The dirty secret is that, at least the way the comp consultants cut the numbers, CEOs of bigger companies get paid more. So when a CEO winds up acquiring another company, his compliant board will usually approve a bigger pay package, even though, ahem, the CEO clearly has a conflict of interest in recommending the deal.
The paper focuses on the compensation mechanisms, but I suspect, in some cases, a second force may also be at work. A deal can extend a CEOs tenure. Think of Carly Fiorina at HP. She clearly did not have a fix-the-company plan, ex acquisition (recall her failed pass at PriceWaterhouseCoopers before the acquisition of Compaq). Regardless of what you think of her leadership at HP, acquiring Compaq clearly bought her more time. A board will generally give a CEO eighteen months to two years to integrate a large deal. I doubt she would have lasted seven years at HP without a transaction.
From Harford and Li:
Following an acquisition of another company, chief executive officers’ compensation levels usually increase, even when the purchase turns out to be unprofitable, according to researchers at the University of Washington and University of British Columbia. That’s because while a bad merger can decrease the value of a company’s stock and options, CEOs typically acquire new stock options once the deal goes through, thus making up for any financial losses suffered as a result of the buy.

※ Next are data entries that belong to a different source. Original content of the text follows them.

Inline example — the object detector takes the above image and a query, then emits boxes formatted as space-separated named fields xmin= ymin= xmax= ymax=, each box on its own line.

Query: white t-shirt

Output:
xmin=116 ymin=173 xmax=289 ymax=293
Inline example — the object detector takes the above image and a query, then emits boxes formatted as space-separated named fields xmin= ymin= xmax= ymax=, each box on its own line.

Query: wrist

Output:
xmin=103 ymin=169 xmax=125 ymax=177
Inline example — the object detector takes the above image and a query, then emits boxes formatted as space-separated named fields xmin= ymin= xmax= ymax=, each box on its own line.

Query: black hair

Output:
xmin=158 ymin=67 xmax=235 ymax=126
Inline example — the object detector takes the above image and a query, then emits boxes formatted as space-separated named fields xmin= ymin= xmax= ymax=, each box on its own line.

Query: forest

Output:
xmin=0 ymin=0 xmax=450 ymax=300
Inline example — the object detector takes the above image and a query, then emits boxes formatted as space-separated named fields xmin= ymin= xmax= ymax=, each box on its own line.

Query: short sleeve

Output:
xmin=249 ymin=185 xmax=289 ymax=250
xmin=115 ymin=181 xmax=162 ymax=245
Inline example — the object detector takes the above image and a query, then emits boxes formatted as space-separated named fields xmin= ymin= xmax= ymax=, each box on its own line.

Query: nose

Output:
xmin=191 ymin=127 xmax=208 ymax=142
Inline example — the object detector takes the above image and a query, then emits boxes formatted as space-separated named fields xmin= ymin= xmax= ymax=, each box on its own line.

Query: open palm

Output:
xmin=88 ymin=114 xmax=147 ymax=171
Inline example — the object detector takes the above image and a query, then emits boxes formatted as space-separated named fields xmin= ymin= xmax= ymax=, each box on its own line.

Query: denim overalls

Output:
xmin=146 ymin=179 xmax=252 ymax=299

“There are major personal financial gains to be made by CEOs after any merger or acquisition so even if it ends up being a financial loss, shareholders suffer but CEOs nearly always come out ahead financially,” says Jarrad Harford, an associate professor of finance and business economics at the UW Business School and co-author of the study. “The net effect is that a CEO’s wealth actually increases even if he makes a poor acquisition decision. The experience is quite different for the shareholders.”
However, he adds, companies whose boards of directors are more independent from management and generally exercise stricter corporate governance are more likely to penalize executives for unprofitable merger deals.
For their study, the researchers examined 370 mergers of publicly traded U.S. companies between 1993 and 2000. They compared the wealth of the CEOs of the purchasing companies a year before and a year after the acquisitions. Their wealth was determined by calculating their salaries, stock and option grants, and the value of their portfolio of existing stock and options.
They divided the purchasing companies into two groups: those whose stock increased after the merger, and those whose stock suffered. The stock value of the underperforming companies lagged the broader market by roughly 52 percent. Yet because of new stock and option grants, three-quarters of the time those CEOs became wealthier despite the downturn.
“While CEOs are still better off making good acquisition decisions, there is little penalty to making bad ones, so this sets up a strong incentive to acquire, even when the chance of failure is high. The sheer magnitude of new stock and options grants given when the firm’s size increases more than offset the effect of the acquisition on the CEO’s pre-merger portfolio.”
The authors note that one way to evaluate the independence of a board is the proportion of board members who preceded the CEO, and therefore were not nominated to the board by the CEO.
“Investors who are concerned about evaluating a CEO’s potential payoffs from undertaking future acquisitions should consider examining the strength of the board,” said Harford.